Friday, August 17, 2007

a new beginning

with the summer coming to an end,
i don't know if i should be happy, or sad.

this summer was seriously, a roller coaster.
it started off great.

fun outings.
a new job.
dance intensives.
best friends.

but near the end, like right now, it just crashed.
i have never been so dissapointed with somebody i love so much.

i could scream and shout at her and tell her exactly how i feel.
i could tell her that i can't feel like i could trust her, scince she's kept it a secret for so long.
i could tell her that she's risked so many friendships for this stupid crap she's getting into.
i could even tell her that those friendships might not be the same after this.
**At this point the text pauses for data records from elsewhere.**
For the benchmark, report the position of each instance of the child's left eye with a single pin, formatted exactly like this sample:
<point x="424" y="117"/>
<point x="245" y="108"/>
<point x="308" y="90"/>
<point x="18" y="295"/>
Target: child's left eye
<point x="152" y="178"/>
but i had a christian mentor this summer, who taught me how to forgive.
and now that i look back, i know he was put into my life to teach me how.
so i could be prepared for this.

i still love her tremendously.
and i hope she still knows that.

every kind of sin, no matter how little or big, God can forgive.
he can totally wipe it off your slate.

and if he forgives, i should be able to also.
and i have.

1 comment:

Anonymous said...

Hi Heidi. I saw your blog on your myspace, and decided to take a look, if that's okay with you :).

Anyways, I share your sentiment.... :(

This totally sucks, and I wish it would just blow over quickly, but I don't think it will. You're right though. We forgive, because we are forgiven.... its just really really really hard sometimes.